King Abdullah of Jordan has expressed outrage that 400 Jews visited the site of the two Holy Temples on the Temple Mount yesterday. His statement of fury ignored the simultaneous Moslem provocations and violence.
Yesterday, the 9th day of the month of Av – the date on which both Holy Temples were destroyed some 2,500 and 2,000 years ago, respectively – a relatively large number of Jews visited the site: some 400.
"We continuously struggle with repeated strikes carried out by Israel and extremist organizations in Jerusalem," the king stated, "as well as with the attempts to change the status quo in the city. We will stand fast against any attempt to harm our holy places or to divide the Al-Aqsa mosque [in terms of] area or prayer times."

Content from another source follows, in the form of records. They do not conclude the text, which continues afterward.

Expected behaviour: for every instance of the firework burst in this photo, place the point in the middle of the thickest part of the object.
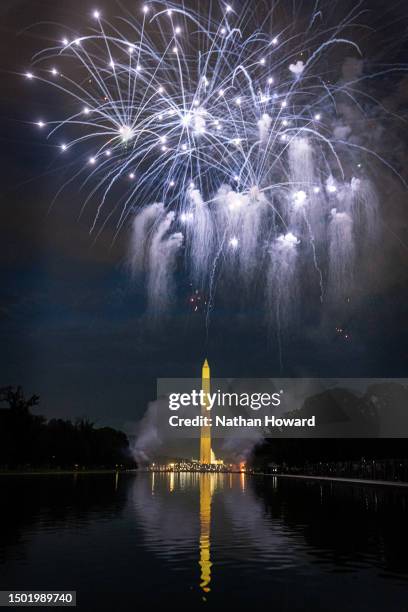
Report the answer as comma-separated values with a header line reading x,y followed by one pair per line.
x,y
225,131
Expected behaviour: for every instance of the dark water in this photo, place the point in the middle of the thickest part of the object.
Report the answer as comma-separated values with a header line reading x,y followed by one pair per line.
x,y
202,541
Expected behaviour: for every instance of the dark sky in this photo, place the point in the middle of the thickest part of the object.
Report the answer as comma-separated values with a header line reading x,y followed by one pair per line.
x,y
72,326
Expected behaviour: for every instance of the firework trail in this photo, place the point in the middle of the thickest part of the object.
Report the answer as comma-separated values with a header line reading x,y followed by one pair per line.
x,y
225,132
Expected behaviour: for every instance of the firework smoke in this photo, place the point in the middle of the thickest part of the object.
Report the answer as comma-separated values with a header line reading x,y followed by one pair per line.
x,y
240,131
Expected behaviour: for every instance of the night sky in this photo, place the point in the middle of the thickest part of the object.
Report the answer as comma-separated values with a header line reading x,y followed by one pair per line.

As is widely known and equally widely ignored, the status quo on the Temple Mount has been harmed over the years to the detriment not of the Muslims, but of the Jews. Jews are not permitted to utter words of prayer on the Mount, and their visits are restricted to small groups, at specific hours, on specific days.

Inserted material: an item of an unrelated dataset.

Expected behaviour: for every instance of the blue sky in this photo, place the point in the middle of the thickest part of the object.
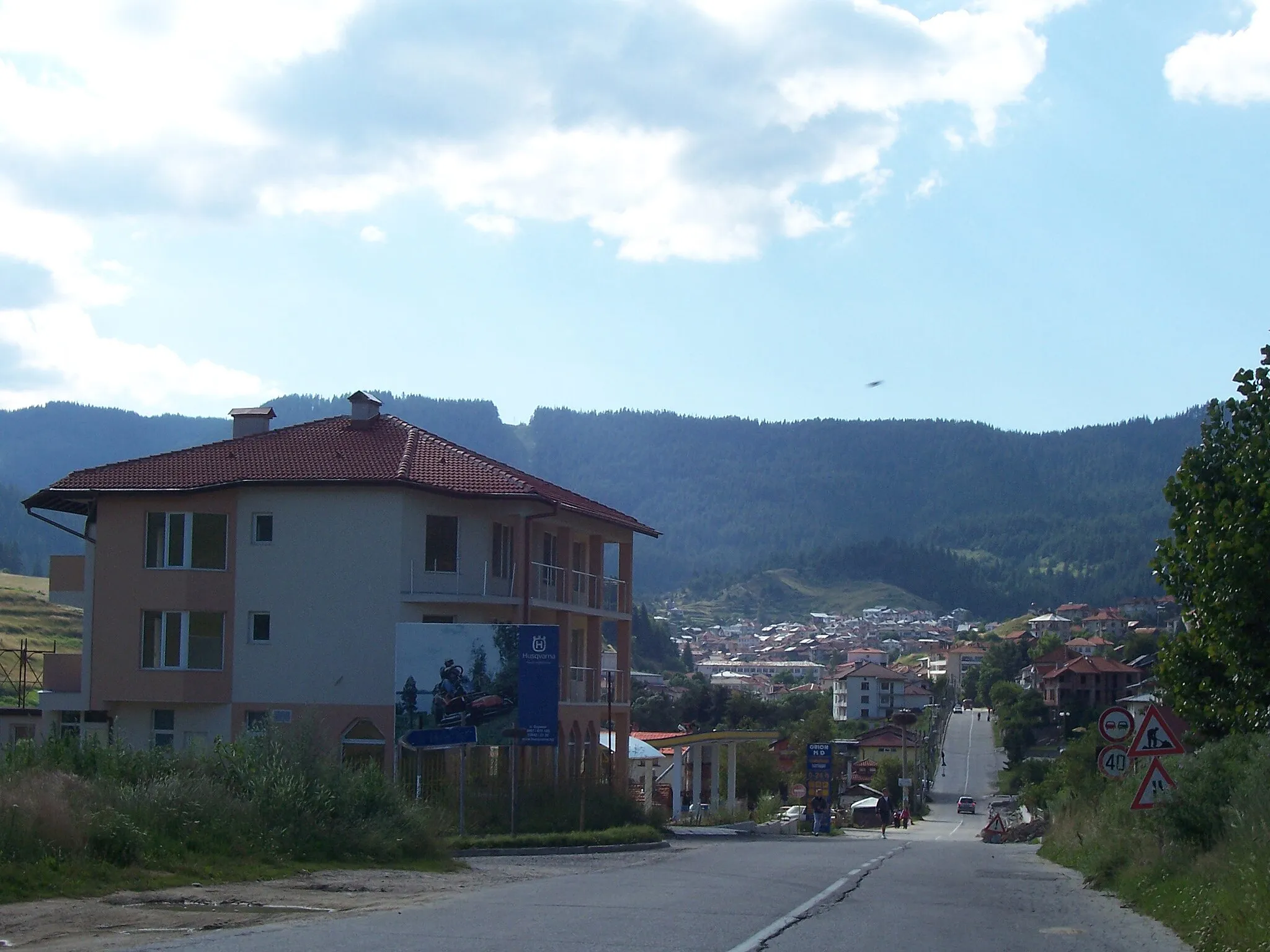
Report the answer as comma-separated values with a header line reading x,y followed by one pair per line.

Israel Police deployed large forces on the Mount yesterday in preparation for the Jewish visitors. Seven Jews were detained for allegedly violating the rules set for visitors. When the last Jewish group left the Mount, two more Jews were detained for the same reason.
The police later reported that "while the [above-mentioned] Jews were being detained and removed from the Mount, groups of Muslims began crowding around and calling out. The police distanced them and pushed them back, and escorted the final group of Jewish visitors until the end of their visit and their exit from the Mount."

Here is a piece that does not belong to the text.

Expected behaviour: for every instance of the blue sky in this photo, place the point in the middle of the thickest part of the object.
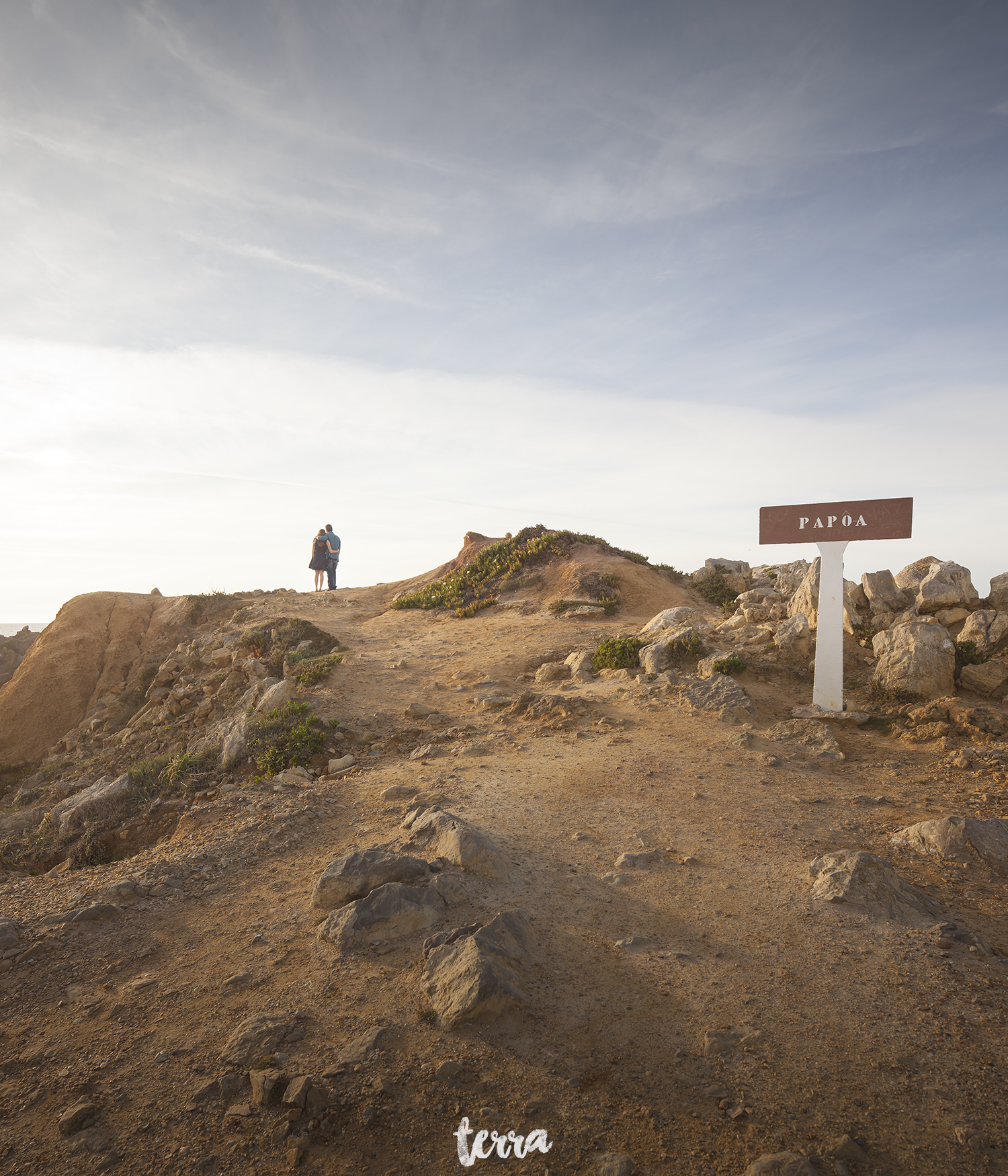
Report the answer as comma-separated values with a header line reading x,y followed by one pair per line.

The parallel PA report added that the Muslims were calling out and chanting “Allahu Akbar”. In addition, it said, some 18 Arabs sustained various injuries in their violent clashes with the police.
Knesset Members have not been allowed to visit the Mount in recent months, by order of Prime Minister Binyamin Netanyahu. Some MKs requested to visit on yesterday's day of national mourning, but Netanyahu did not accede. MK Yehuda Glick (Likud), a long-time Temple Mount activist, sat outside the entrance to the Mount and recited Tisha B'Av dirges with several other worshippers.
Even Agriculture Minister Uri Ariel (Jewish Home) was not permitted to visit the Temple Mount on Tisha B'Av. "The time has come to end this national fawning and weakness on the Temple Mount," he said, "and to raise our heads, both on days of joy and days of mourning over the destruction."